Many of you will remember the opening lines of Charles Dickens’ A Tale of Two Cities – “It was the best of times, it was the worst of times”. Although, at least for the moment, the worst of times aptly describes the situation in the United States, there are exceptions which prove what America can be at its best.

During the Second World War, to describe the tactics of deception being practiced by Britain and its allies, Winston Churchill famously stated, “In war-time, truth is so precious that she should always be attended by a bodyguard of lies”. Churchill would no doubt be horrified to find his elegant statement being used in the context of the coronavirus pandemic, so my use of it requires explanation.

When he finally awoke from his hallucinations, President Donald Trump described the battle against the coronavirus COVID-19 as a “war against an unseen enemy”. While I am sure he is completely ignorant of Churchill’s wisdom on the subject, Trump has certainly ensured that, even now, as he has finally realized how deadly the situation is, he has been “protecting” Americans from the dangerous truth of the pandemic with a tissue of lies, ranging from the ignorant, through the fatuous, to the deliberate.

The President has consistently maintained that the extent and danger of the COVID-19 pandemic was unknown until very recently. That, quite simply, is a lie, although he may have personally avoided learning the truth.

“In 2018, Trump disbanded the National Security Council health unit

 charged with preparing for another pandemic”

For many months, the daily intelligence briefings provided to the President and other senior officials made reference to the serious risk of a new and powerful virus, although it was not specifically identified. In 2019, the Trump Administration ran a pandemic exercise. The report stated, among other conclusions, that the “United States was unprepared and disorganized, especially with respect to the manufacture of Personal Protective Equipment (PPE)”. On January 8, 2020, the Washington Post reported on the “outbreak of an unidentified and possibly new viral disease in central China”.

Whatever ignorance may have persisted was probably camouflaged by the fact that, in 2018, Trump disbanded the National Security Council health unit charged with preparing for when, not if, another pandemic would hit the United States.

As lawyers might say, the President knew or ought to have known about the danger long before he either acknowledged it or acted on it. His public statements during the past two months convincingly demonstrate the notion of a bodyguard of lies.

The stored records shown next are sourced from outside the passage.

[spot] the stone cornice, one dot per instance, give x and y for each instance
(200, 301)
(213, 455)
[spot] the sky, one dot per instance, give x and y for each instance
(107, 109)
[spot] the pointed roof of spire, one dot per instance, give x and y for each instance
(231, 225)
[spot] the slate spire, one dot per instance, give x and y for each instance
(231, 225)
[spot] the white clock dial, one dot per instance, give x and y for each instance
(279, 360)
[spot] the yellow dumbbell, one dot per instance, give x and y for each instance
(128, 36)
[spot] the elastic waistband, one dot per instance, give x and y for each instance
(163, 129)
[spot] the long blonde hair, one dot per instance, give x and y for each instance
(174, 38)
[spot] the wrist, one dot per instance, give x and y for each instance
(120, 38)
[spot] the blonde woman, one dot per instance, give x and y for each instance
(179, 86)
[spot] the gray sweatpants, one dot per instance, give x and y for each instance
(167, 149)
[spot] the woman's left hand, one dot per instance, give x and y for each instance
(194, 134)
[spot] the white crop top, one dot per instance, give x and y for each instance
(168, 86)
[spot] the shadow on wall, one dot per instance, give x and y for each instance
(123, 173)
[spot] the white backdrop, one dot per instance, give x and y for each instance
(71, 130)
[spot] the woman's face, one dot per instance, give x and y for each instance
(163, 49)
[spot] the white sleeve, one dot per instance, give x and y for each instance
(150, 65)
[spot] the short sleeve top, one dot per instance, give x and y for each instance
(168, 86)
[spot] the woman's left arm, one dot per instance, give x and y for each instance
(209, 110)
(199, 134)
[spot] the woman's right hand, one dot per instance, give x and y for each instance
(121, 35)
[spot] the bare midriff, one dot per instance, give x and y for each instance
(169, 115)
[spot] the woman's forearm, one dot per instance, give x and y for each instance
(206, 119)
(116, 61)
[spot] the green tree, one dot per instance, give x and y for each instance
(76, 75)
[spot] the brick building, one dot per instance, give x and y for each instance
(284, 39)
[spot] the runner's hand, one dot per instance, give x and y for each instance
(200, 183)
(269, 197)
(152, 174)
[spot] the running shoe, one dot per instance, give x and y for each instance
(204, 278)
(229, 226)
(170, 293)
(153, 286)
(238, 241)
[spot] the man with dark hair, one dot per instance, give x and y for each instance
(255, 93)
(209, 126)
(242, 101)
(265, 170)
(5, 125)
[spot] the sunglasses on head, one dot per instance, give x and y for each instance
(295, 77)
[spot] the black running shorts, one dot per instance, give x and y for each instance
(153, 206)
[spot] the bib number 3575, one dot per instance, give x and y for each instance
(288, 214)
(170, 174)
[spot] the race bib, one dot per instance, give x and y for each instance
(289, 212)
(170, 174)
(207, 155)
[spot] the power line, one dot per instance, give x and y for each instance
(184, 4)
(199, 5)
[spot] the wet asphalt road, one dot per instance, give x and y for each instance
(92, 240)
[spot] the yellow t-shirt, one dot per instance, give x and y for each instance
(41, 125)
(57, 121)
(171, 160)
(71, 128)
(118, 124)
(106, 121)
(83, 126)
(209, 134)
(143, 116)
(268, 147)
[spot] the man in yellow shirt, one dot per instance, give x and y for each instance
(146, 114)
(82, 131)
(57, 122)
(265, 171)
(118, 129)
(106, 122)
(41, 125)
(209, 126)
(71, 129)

On March 17th, 2020, the President stated, “This is a pandemic”. In a remarkable display of chutzpah, even for him, he further declared, “I felt it was a pandemic long before it was called a pandemic”. With reference to the following presidential declarations, readers may judge for themselves the relationship between Trump and the truth.

January 30           “We have very little problem in this country at this moment – five – and those people are all recuperating successfully.”

February 14        “There is a theory that, in April, when it gets warm – historically, that has been able to kill the virus.”

February 24        “The Coronavirus is very much under control in the USA. Stock Market starting to look very good to me.”

February 26        “When you have 15 people, and the 15 within a couple of days is going to be down to close to zero, that’s a pretty good job we’ve done.”

February 26        “We’re going very substantially down, not up.”

February 27        “It’s going to disappear. One day – it’s like a miracle – it will disappear.”

March 4                “We have a very small number of people in this country infected. We have a big country. The biggest impact we had was when we took the 40 plus people from a cruise ship.”

March 7                 “No, I’m not concerned at all. No, we’ve done a great job with it”.

March 10             “And we’re prepared, and we’re doing a great job with it. And it will go away. Just stay calm. It will go away.”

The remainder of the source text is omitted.